I think the Wizards stun the Bulls and gut out a tough 5 point win. I think EJ applies a pressure defense that unsettles the Bulls backcourt. 

Kwame has a huge game here 20+pts and 10+ rebs. 

Arenas has a huge game and Hughes and hayes are solid. Juan Gives us double figures off the bench as well as Etan. 

One of the best efforts of the season for the young Wizards. 

Bulls will sleep on Wiz because of Stackhouse's absence. Wiz will be more confident with Hughes return. 

Curry and Crawford have solid games. 

Wizards 91 Bulls 86.


----------



## MJG

It looks like Chandler is out, so my key matchup has kind of fizzled out; however, Kwame against Fizer (or even Baxter) should still be an entertaining matchup to watch.


----------



## jazzy1

> Originally posted by <b>MJG</b>!
> It looks like Chandler is out, so my key matchup has kind of fizzled out; however, Kwame against Fizer (or even Baxter) should still be an entertaining matchup to watch.


Kwame had trouble with Fizer last season in one game. He wasn't getting the right leverage and was getting pushed under the basket. Kwame should be better prepared this season.


----------



## erickboy22

*Finally the First Game*

Its been awhile since i posted on the boards ... but i've been looking @ everything especially since the fans on this board are very informative. When Jordan left the Wiz i can honestly say that i was going to boycott watching the Wiz ... I didn't think any good free agents would come here ... BUT when we got Gilbert Arenas ... i started to change my mind ... I'm pretty excited about the team especially b/c of what the other area teams are doing (ex. Redskins and Capitals)

For 2nite's game ... I just want 2 see some consistency for the team.
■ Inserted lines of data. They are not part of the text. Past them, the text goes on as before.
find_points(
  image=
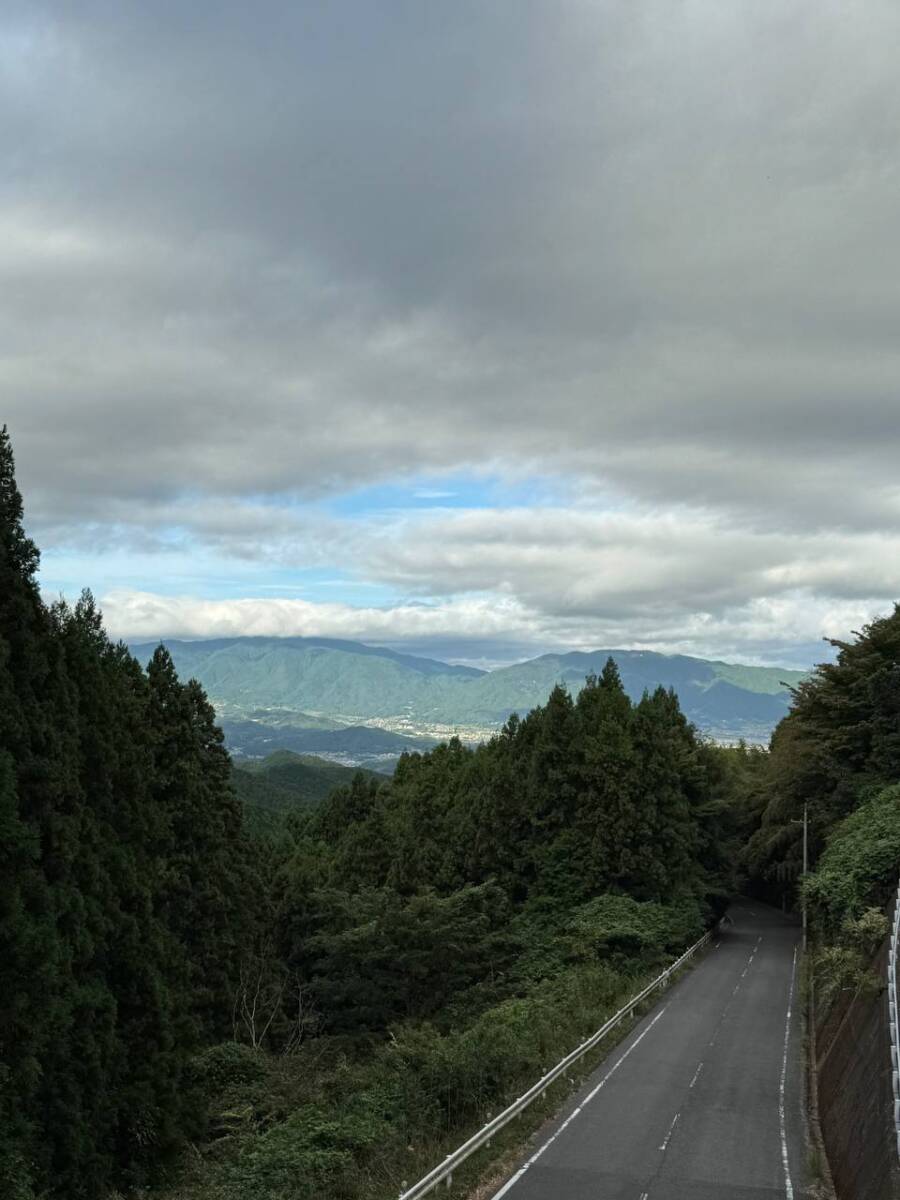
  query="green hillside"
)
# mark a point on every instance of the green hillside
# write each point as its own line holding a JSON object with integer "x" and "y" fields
{"x": 286, "y": 781}
{"x": 305, "y": 681}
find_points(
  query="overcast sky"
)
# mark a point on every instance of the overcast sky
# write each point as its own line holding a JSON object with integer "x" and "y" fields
{"x": 484, "y": 328}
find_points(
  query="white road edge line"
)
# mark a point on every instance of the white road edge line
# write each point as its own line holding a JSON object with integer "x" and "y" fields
{"x": 789, "y": 1186}
{"x": 574, "y": 1114}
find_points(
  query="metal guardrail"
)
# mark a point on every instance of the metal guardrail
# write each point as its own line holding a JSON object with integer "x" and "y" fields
{"x": 894, "y": 1021}
{"x": 444, "y": 1173}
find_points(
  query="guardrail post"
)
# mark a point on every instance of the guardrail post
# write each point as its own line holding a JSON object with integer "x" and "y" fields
{"x": 444, "y": 1173}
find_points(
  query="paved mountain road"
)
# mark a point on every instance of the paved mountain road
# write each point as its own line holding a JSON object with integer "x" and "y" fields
{"x": 703, "y": 1101}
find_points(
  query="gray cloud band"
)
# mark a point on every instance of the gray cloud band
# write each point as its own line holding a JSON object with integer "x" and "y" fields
{"x": 648, "y": 247}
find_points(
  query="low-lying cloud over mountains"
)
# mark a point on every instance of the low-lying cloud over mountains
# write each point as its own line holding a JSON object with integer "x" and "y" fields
{"x": 605, "y": 294}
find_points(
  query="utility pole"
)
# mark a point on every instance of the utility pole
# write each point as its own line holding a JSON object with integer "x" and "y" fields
{"x": 805, "y": 865}
{"x": 805, "y": 862}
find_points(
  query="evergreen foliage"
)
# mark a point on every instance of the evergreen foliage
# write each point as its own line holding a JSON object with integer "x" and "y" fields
{"x": 837, "y": 750}
{"x": 125, "y": 891}
{"x": 366, "y": 981}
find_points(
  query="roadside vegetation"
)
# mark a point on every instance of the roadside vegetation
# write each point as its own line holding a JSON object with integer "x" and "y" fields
{"x": 838, "y": 753}
{"x": 201, "y": 1005}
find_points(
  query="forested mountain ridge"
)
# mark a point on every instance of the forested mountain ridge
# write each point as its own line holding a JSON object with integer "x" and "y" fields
{"x": 285, "y": 783}
{"x": 353, "y": 684}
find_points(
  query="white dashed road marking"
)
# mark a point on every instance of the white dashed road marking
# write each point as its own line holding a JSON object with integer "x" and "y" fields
{"x": 789, "y": 1186}
{"x": 574, "y": 1114}
{"x": 671, "y": 1129}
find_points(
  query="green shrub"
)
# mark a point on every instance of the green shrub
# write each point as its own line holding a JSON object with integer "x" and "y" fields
{"x": 859, "y": 865}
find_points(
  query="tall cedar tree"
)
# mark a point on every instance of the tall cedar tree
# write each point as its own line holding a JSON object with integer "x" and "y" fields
{"x": 125, "y": 891}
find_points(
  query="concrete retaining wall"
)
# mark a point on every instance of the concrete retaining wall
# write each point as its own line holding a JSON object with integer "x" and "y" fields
{"x": 855, "y": 1095}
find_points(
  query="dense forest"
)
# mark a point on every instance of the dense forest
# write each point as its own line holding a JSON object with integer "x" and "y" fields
{"x": 197, "y": 1005}
{"x": 837, "y": 754}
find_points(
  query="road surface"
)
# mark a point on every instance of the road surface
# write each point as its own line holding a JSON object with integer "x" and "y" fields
{"x": 703, "y": 1101}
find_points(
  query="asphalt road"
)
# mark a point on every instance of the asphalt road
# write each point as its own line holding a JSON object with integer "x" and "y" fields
{"x": 703, "y": 1101}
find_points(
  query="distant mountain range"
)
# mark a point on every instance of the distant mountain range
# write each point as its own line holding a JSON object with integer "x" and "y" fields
{"x": 359, "y": 703}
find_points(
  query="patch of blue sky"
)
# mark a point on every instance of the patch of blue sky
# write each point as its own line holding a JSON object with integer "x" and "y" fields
{"x": 189, "y": 571}
{"x": 453, "y": 491}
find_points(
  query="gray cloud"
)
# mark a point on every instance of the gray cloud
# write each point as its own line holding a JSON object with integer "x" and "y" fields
{"x": 285, "y": 252}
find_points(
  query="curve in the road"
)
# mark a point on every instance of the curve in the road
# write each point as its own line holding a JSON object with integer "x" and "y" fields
{"x": 705, "y": 1098}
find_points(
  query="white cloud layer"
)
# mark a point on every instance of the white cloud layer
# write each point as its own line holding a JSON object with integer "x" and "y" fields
{"x": 651, "y": 250}
{"x": 766, "y": 631}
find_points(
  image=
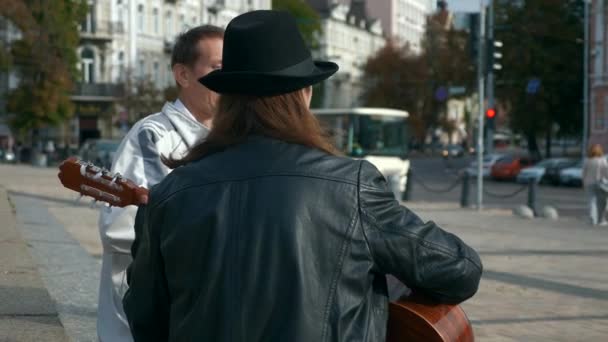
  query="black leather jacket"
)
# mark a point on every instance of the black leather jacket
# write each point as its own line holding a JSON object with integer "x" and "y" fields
{"x": 269, "y": 241}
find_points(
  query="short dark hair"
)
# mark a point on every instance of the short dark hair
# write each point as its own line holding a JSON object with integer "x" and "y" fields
{"x": 185, "y": 51}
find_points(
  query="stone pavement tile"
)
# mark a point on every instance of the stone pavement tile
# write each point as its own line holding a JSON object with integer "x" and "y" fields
{"x": 27, "y": 312}
{"x": 81, "y": 224}
{"x": 31, "y": 329}
{"x": 70, "y": 274}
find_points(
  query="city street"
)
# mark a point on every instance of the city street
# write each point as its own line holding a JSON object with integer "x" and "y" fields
{"x": 438, "y": 174}
{"x": 543, "y": 280}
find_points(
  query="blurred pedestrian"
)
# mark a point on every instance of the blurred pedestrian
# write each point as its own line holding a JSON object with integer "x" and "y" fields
{"x": 595, "y": 181}
{"x": 170, "y": 133}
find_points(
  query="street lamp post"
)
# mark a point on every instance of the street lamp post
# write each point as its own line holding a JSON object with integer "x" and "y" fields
{"x": 480, "y": 77}
{"x": 586, "y": 80}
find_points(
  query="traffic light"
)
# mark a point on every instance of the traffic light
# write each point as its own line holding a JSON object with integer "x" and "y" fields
{"x": 494, "y": 55}
{"x": 490, "y": 116}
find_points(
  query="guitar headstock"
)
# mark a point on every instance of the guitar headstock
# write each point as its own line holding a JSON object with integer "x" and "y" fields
{"x": 101, "y": 184}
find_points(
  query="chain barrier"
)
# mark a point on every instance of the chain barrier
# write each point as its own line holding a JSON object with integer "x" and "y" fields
{"x": 438, "y": 191}
{"x": 509, "y": 195}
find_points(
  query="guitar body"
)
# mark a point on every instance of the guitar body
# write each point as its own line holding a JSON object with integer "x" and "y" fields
{"x": 410, "y": 319}
{"x": 415, "y": 319}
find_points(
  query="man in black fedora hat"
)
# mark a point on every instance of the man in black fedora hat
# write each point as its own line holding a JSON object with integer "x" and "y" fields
{"x": 263, "y": 232}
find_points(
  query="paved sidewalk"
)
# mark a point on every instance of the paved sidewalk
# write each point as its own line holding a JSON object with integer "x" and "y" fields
{"x": 543, "y": 280}
{"x": 27, "y": 312}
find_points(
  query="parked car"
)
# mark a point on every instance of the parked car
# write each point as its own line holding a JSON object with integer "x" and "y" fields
{"x": 99, "y": 151}
{"x": 7, "y": 156}
{"x": 544, "y": 170}
{"x": 452, "y": 151}
{"x": 507, "y": 168}
{"x": 572, "y": 176}
{"x": 486, "y": 165}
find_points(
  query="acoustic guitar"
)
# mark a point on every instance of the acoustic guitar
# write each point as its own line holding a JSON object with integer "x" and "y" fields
{"x": 410, "y": 319}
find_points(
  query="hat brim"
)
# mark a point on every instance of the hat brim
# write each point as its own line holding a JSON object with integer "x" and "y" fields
{"x": 266, "y": 83}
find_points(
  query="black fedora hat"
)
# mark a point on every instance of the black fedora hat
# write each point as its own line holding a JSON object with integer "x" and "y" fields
{"x": 264, "y": 55}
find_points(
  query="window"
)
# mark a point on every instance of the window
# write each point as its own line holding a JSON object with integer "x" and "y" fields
{"x": 155, "y": 20}
{"x": 182, "y": 20}
{"x": 87, "y": 65}
{"x": 141, "y": 69}
{"x": 120, "y": 12}
{"x": 169, "y": 24}
{"x": 156, "y": 74}
{"x": 88, "y": 24}
{"x": 601, "y": 115}
{"x": 169, "y": 76}
{"x": 121, "y": 66}
{"x": 140, "y": 18}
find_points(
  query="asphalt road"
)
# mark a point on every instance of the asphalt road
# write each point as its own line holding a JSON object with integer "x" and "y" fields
{"x": 432, "y": 176}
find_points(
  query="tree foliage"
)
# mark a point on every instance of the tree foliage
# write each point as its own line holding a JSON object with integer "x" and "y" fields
{"x": 542, "y": 40}
{"x": 398, "y": 78}
{"x": 45, "y": 58}
{"x": 307, "y": 18}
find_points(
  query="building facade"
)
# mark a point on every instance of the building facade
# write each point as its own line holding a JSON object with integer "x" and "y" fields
{"x": 123, "y": 39}
{"x": 403, "y": 21}
{"x": 598, "y": 71}
{"x": 349, "y": 37}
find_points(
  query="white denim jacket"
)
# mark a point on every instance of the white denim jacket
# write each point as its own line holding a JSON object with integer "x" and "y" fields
{"x": 169, "y": 133}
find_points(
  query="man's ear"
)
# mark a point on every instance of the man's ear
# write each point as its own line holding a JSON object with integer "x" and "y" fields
{"x": 180, "y": 73}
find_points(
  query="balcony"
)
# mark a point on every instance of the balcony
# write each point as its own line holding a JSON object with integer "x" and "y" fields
{"x": 101, "y": 30}
{"x": 97, "y": 92}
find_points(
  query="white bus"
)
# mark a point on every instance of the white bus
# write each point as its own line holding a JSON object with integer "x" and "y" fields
{"x": 379, "y": 135}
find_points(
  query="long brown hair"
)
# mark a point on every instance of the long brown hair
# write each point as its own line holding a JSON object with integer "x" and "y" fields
{"x": 284, "y": 117}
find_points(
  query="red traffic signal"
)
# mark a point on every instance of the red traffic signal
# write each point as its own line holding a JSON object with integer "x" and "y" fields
{"x": 490, "y": 113}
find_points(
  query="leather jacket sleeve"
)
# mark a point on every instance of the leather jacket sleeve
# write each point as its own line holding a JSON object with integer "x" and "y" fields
{"x": 420, "y": 254}
{"x": 146, "y": 303}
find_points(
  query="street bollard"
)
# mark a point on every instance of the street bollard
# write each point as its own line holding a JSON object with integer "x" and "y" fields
{"x": 532, "y": 187}
{"x": 464, "y": 192}
{"x": 407, "y": 194}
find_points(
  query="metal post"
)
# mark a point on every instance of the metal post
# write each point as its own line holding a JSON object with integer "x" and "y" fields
{"x": 407, "y": 194}
{"x": 532, "y": 185}
{"x": 480, "y": 77}
{"x": 464, "y": 192}
{"x": 490, "y": 80}
{"x": 586, "y": 81}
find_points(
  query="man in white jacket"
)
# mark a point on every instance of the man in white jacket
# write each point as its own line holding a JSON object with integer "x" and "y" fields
{"x": 169, "y": 133}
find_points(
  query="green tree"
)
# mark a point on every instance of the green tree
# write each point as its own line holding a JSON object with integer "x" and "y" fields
{"x": 396, "y": 78}
{"x": 45, "y": 58}
{"x": 307, "y": 18}
{"x": 542, "y": 40}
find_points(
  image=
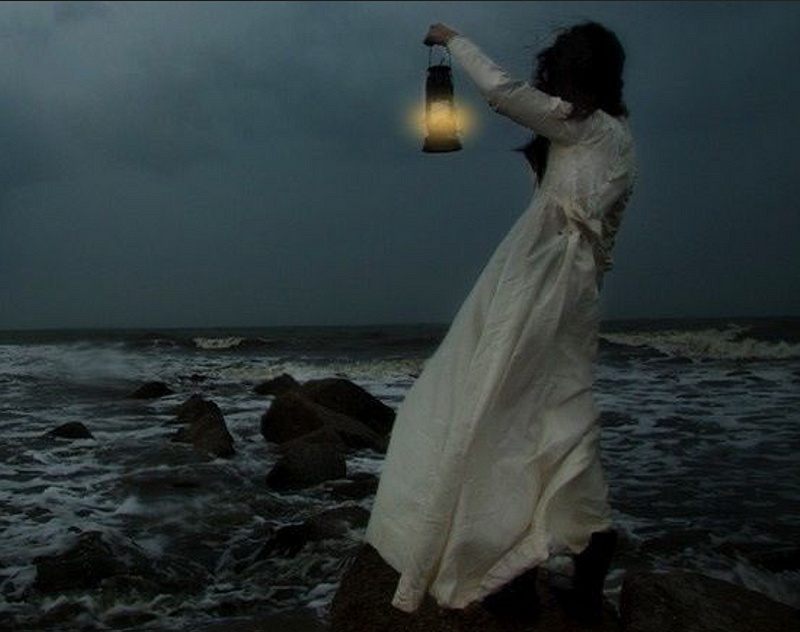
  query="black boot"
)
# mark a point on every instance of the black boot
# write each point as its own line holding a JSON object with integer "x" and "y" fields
{"x": 584, "y": 601}
{"x": 517, "y": 599}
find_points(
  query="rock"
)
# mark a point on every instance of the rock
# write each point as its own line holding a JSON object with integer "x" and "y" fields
{"x": 681, "y": 601}
{"x": 208, "y": 434}
{"x": 205, "y": 427}
{"x": 304, "y": 464}
{"x": 283, "y": 622}
{"x": 327, "y": 525}
{"x": 72, "y": 430}
{"x": 347, "y": 398}
{"x": 151, "y": 390}
{"x": 292, "y": 415}
{"x": 194, "y": 408}
{"x": 84, "y": 565}
{"x": 356, "y": 487}
{"x": 363, "y": 602}
{"x": 277, "y": 386}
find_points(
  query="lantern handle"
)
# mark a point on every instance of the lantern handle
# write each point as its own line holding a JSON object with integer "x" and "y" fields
{"x": 441, "y": 63}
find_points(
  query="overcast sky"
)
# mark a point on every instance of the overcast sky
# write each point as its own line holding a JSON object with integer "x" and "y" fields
{"x": 220, "y": 164}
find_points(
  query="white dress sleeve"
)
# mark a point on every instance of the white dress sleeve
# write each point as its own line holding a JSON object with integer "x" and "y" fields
{"x": 518, "y": 100}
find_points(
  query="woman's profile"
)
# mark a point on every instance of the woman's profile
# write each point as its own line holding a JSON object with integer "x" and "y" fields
{"x": 493, "y": 464}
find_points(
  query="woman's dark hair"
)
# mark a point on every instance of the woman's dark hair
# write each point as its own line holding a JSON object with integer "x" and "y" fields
{"x": 584, "y": 67}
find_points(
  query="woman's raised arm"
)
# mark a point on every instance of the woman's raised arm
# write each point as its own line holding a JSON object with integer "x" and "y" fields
{"x": 518, "y": 100}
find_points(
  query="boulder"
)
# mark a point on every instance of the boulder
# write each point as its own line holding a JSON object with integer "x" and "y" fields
{"x": 84, "y": 565}
{"x": 72, "y": 430}
{"x": 194, "y": 408}
{"x": 205, "y": 427}
{"x": 306, "y": 463}
{"x": 682, "y": 601}
{"x": 363, "y": 602}
{"x": 356, "y": 487}
{"x": 347, "y": 398}
{"x": 277, "y": 386}
{"x": 327, "y": 525}
{"x": 151, "y": 390}
{"x": 283, "y": 622}
{"x": 292, "y": 415}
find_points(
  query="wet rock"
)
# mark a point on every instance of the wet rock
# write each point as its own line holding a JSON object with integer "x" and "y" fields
{"x": 776, "y": 560}
{"x": 356, "y": 487}
{"x": 347, "y": 398}
{"x": 363, "y": 602}
{"x": 284, "y": 622}
{"x": 205, "y": 427}
{"x": 151, "y": 390}
{"x": 331, "y": 524}
{"x": 84, "y": 565}
{"x": 72, "y": 430}
{"x": 208, "y": 434}
{"x": 304, "y": 464}
{"x": 277, "y": 386}
{"x": 194, "y": 408}
{"x": 292, "y": 415}
{"x": 611, "y": 418}
{"x": 681, "y": 601}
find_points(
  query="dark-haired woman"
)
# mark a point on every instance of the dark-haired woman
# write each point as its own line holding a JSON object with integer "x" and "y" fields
{"x": 493, "y": 464}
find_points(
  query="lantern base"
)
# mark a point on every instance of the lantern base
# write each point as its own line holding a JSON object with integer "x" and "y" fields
{"x": 441, "y": 145}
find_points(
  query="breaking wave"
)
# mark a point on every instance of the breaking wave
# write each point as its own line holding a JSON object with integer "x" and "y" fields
{"x": 731, "y": 343}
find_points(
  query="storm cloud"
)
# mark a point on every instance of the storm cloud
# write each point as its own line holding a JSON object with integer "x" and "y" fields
{"x": 217, "y": 164}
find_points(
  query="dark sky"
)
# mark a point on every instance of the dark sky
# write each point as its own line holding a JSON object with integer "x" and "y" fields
{"x": 219, "y": 164}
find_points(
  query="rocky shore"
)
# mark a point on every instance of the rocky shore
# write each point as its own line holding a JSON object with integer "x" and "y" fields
{"x": 313, "y": 427}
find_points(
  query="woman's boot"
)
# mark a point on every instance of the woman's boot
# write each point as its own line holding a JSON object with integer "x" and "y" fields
{"x": 584, "y": 601}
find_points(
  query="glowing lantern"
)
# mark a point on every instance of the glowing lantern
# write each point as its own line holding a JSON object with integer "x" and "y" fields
{"x": 441, "y": 120}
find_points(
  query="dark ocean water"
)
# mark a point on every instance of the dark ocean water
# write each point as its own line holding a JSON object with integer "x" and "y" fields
{"x": 701, "y": 436}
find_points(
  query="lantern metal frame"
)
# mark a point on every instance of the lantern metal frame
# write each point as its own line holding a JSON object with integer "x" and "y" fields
{"x": 439, "y": 89}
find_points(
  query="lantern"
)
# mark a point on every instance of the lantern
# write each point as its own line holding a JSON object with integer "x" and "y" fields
{"x": 441, "y": 121}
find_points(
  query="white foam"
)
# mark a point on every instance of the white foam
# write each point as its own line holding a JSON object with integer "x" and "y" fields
{"x": 714, "y": 344}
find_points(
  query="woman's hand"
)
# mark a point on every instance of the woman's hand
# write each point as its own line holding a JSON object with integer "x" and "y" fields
{"x": 439, "y": 35}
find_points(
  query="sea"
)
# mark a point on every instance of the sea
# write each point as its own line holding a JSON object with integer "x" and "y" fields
{"x": 700, "y": 444}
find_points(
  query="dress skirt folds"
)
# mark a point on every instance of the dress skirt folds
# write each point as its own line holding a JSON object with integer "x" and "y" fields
{"x": 493, "y": 463}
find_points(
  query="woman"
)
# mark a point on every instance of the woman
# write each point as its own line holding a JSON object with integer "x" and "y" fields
{"x": 493, "y": 464}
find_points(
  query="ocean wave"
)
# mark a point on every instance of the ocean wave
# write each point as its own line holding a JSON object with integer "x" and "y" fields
{"x": 731, "y": 343}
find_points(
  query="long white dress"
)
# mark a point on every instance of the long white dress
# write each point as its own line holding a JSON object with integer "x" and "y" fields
{"x": 493, "y": 463}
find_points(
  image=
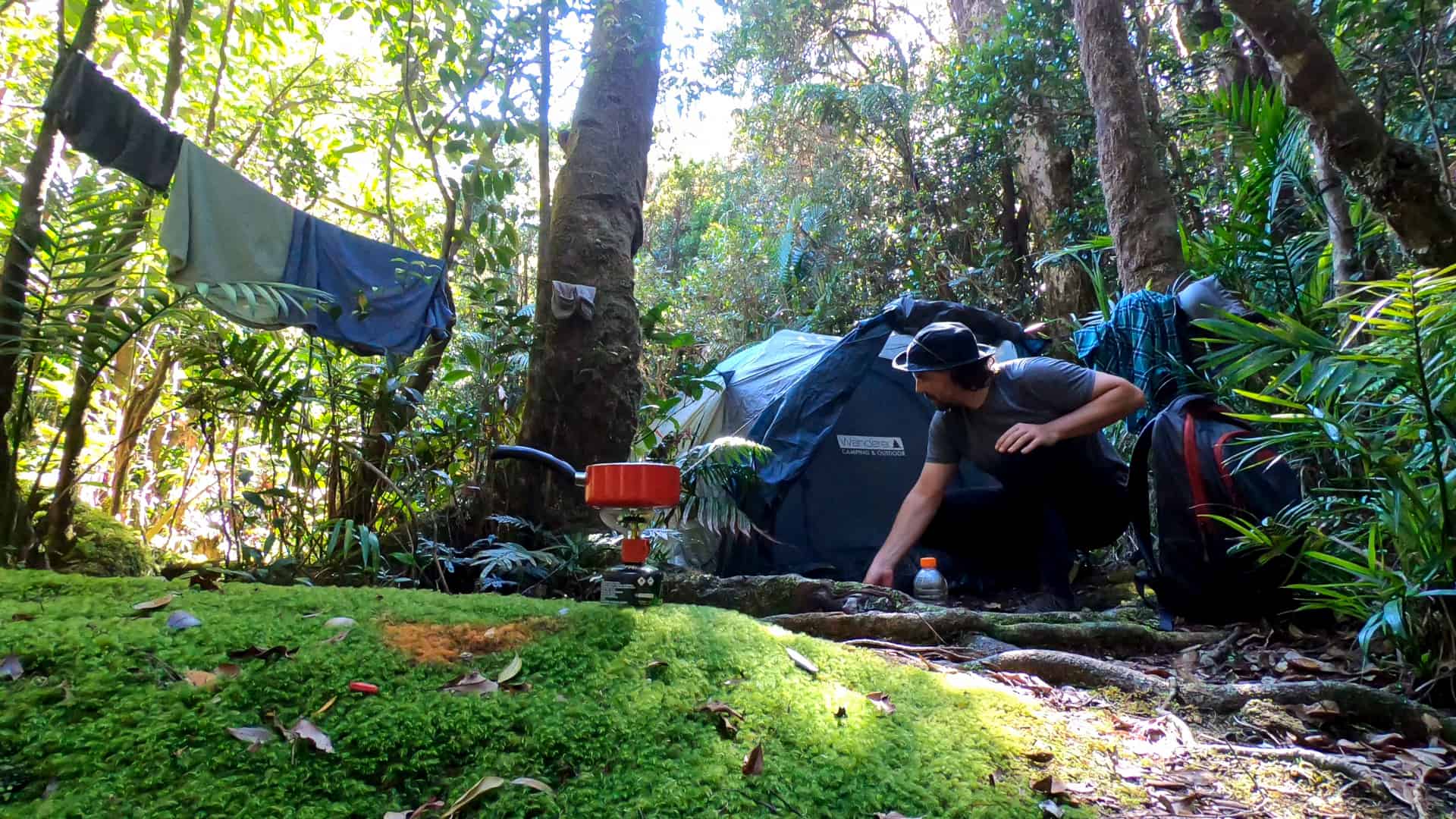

I want 2 see our young guys play hard and play some defense. I don't think we will win this w/o Stack (losing 20+ per game is going to be hard to replace) ... BUT at least it gives the Wiz the opportunity to see what they have in some of the younger players. I'm expecting Arenas and Hughes to have decent games. Jarvis and Kwame should also have a decent game... Wiz lose in a close one 103-99


----------



## NorthEast Wiz

I'm pretty pumped for the start of the year. Not because I think we are going to be incredibly good but because I like the make-up of our team, our salary cap situation now and in the future(other if Stack goes down hard) and the management staff.

This should be a fun year if we don't set our expectations too high.


----------



## dkg1

As a Bulls fan, this game scares the heck out of me. I think the Wizards have a great shot to pull one off tonight, in spite of Stack not playing. W/out M-Jeff and Collins around, I see Kwame having a breakout year. Haywood is a good defensive center and will give Curry fits. Arenas is going to come out fired up and will have a big game. I also think Hayes is going to be revved up for the game as many people felt the Bulls would take him over Kirk.

The Bulls do not have Chandler or Hinrich and Rose is getting his first game experience of the year tonight. Should be an exciting game!


----------



## CP26

I see Steve Blake getting atleast 10 minutes tonight racking up 6 assists. He can really rotate the ball.


----------



## NorthEast Wiz

> Originally posted by <b>popeyejones54</b>!
> I see Steve Blake getting atleast 10 minutes tonight racking up 6 assists. He can really rotate the ball.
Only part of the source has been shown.